|Low Hill shown within the West Midlands|
|Population||2,888 (2001 Census - Low Hill Priority Neighbourhood)|
|Sovereign state||United Kingdom|
|EU Parliament||West Midlands|
Place name & history
The place name, Low Hill comes from Old English 'hlæw', meaning tumulus or mound - often those used for burial, with hill added at a later date. The antiquary, John Huntbach, noted that the Battle of Tettenhall / Wednesfield was likely fought in the vicinity of Low Hill, quoting the names of several lows in the vicinity - the North Lowe, the South Lowe, Horslowe (in the area of Horseley Fields - where the name comes from), Little Lowe, Tromelow (the more recent local name 'Rumbelows' comes from this), and so on.
The land was purchased by Wolverhampton council for housing development in 1924 to enable the construction of new homes to let to families being rehoused from town centre slums. More than 2,000 houses were built at Low Hill between 1925 and 1929, making it one of the largest housing estates in the country at the time, and by far the largest in Wolverhampton.
Prior to the 1920s, the area was very rural, with scattered farms and houses such as Showell Farm, Low Hill House, Old Fallings Farm and Old Fallings Hall connected by a series of ancient bridleways. When the new estate was built, a completely new road layout was put down with it, obliterating the old route systems and changing the landscape almost completely.

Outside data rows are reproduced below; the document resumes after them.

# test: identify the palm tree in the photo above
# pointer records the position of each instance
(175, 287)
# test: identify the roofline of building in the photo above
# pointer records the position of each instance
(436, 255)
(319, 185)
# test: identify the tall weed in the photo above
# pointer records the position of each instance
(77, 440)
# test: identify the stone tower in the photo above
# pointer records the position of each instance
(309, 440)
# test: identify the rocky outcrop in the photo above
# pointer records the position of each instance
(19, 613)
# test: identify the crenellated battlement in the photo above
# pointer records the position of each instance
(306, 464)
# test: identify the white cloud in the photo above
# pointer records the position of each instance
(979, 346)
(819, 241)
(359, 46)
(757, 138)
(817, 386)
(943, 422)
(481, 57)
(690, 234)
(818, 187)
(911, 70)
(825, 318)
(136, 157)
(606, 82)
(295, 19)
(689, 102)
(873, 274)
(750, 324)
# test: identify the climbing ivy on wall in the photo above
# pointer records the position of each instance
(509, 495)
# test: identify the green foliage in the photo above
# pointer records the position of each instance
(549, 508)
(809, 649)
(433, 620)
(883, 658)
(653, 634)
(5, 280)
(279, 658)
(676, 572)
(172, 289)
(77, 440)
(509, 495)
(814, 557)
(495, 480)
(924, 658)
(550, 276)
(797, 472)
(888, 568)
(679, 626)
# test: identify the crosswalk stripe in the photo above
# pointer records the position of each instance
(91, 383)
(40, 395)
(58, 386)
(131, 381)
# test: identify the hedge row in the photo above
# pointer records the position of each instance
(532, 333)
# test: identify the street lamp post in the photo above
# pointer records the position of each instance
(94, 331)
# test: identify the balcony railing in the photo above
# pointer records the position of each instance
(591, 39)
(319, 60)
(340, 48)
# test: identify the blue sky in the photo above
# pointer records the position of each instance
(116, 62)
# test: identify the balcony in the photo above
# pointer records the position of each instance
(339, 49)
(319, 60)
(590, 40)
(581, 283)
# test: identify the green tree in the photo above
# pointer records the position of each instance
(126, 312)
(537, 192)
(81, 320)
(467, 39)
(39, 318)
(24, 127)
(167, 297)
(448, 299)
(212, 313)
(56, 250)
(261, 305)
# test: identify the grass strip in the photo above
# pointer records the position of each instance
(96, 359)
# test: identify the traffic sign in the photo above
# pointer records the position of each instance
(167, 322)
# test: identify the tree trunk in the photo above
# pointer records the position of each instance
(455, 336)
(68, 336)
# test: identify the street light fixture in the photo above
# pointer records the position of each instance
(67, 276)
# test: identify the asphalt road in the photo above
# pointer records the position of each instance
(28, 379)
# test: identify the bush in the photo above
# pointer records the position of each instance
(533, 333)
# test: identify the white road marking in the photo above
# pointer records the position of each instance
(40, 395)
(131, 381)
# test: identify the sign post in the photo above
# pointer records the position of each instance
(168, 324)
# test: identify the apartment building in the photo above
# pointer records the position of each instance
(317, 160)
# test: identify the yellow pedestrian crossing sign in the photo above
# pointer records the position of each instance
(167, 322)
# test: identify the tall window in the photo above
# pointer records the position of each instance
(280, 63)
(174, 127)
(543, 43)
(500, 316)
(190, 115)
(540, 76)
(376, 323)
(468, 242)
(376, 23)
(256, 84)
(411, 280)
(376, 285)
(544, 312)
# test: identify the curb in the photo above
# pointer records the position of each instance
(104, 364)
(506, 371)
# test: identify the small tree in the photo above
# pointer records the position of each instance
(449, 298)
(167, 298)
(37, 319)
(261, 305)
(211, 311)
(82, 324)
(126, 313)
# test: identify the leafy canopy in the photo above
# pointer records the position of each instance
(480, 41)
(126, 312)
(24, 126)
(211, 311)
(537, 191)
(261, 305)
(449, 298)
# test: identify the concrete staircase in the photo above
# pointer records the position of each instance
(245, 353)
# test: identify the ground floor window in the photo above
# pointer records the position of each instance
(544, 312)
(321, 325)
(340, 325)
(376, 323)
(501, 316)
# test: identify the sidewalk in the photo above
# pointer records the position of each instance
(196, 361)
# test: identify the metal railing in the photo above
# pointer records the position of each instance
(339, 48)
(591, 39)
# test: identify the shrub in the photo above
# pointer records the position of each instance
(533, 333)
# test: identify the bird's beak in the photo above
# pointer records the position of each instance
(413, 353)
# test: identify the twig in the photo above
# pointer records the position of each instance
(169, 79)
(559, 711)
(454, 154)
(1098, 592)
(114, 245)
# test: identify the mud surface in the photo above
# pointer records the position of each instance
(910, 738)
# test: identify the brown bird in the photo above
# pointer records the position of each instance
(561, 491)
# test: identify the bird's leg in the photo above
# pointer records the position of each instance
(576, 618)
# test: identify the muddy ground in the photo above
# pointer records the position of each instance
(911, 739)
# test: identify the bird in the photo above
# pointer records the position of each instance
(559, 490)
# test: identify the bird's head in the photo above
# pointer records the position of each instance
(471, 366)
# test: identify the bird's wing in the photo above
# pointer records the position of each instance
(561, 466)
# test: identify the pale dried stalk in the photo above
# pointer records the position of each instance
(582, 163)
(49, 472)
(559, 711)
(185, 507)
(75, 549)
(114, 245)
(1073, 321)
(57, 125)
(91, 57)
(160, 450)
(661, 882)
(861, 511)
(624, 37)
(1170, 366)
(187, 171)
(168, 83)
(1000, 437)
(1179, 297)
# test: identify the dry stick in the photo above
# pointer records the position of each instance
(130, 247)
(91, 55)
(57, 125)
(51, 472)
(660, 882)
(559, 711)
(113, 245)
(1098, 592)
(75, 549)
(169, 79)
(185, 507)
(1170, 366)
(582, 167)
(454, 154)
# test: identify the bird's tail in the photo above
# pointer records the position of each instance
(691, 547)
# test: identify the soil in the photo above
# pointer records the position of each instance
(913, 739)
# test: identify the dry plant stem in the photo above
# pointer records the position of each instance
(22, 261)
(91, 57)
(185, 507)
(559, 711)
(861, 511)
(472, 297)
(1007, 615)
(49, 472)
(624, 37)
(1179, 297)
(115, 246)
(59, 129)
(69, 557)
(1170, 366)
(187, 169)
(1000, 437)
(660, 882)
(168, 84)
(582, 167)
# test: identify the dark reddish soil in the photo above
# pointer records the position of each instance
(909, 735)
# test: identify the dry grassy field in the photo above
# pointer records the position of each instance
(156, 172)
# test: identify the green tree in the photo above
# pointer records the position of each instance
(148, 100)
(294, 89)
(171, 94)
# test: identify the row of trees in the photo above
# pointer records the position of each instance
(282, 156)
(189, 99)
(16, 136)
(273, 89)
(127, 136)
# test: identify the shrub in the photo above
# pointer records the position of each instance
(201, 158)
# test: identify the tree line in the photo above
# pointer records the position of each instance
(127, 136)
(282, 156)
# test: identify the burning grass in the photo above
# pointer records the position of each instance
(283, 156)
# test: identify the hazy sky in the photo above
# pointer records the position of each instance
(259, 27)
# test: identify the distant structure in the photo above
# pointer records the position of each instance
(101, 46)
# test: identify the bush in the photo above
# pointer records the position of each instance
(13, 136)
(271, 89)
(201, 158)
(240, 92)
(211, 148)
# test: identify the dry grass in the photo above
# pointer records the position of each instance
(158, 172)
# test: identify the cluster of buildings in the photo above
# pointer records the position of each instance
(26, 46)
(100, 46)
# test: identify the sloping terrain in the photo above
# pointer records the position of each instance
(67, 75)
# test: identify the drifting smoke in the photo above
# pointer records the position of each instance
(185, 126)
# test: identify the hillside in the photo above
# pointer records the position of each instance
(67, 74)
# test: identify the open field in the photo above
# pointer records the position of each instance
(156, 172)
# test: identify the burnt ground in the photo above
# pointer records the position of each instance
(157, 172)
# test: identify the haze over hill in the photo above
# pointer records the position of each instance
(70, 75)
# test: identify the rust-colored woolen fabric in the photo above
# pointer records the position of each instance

The estate was conveniently located for people working in the local manufacturing industry, particularly the Guy Motors bus factory in Park Lane and the Goodyear plant in Stafford Road. As late as 1971, unemployment in Low Hill was a mere 4%, although there was concern among local residents about the deteriorating condition of housing on the estate, largely blamed on the council's alleged failure to maintain the properties to an adequate level.
Low Hill was a popular destination for Wolverhampton's Commonwealth immigrant population, with more than 200 such families living there by the 1970s.
However, the recession of the mid 1970s saw unemployment on the estate rise, and unemployment rose again in the early 1980s as a result of another recession. The closure of the Guy Motors factory in 1982 was easily the biggest blow to hit the workforce of Low Hill. By this stage, local crime rates were rising and Low Hill was widely regarded as one of the worst districts of Wolverhampton.
Further local factory closures in the early 2000s saw unemployment on the estate reach around 15%, at a time when the national unemployment rate was around 5%, one major blow at this time being the downsizing of the Goodyear factory. The recession of 2008 and 2009 saw unemployment rise even higher.
The centre is situated around Showell Circus, in the area around the Bushbury Arms public house that was built during the 1930s. Showell Circus is the first traffic island in the United Kingdom to be awarded Village green status.
The western part of Low Hill is currently being redeveloped. In the late 2000s, over 90 houses around Fifth Avenue were demolished and a police base, NHS walk-in centre and multi-sport ball court were built in their place along with a new upmarket housing development, which extends also into ground vacant from the demolition of a disused factory. Low Hill is also within walking distance of the Wolverhampton Science Park, created in the late 1990s on the site of Wolverhampton Gas Works and Gorsebrook House.
In March 2010, work started on 50 new affordable 'eco' homes at Showell Park.
Low Hill is well known locally for the extravagant Christmas decorations, which can be seen on many houses in the area in the rup of to Christmas every year.
Low Hill is unfortunately often in the news for many of the wrong reasons, such as crime and youth gangs. It also has a high level of unemployment. Since 2006 there has been an LNP covering Low Hill and neighbouring estates like the Scotlands to tackle the area's many problems and bring the community together more.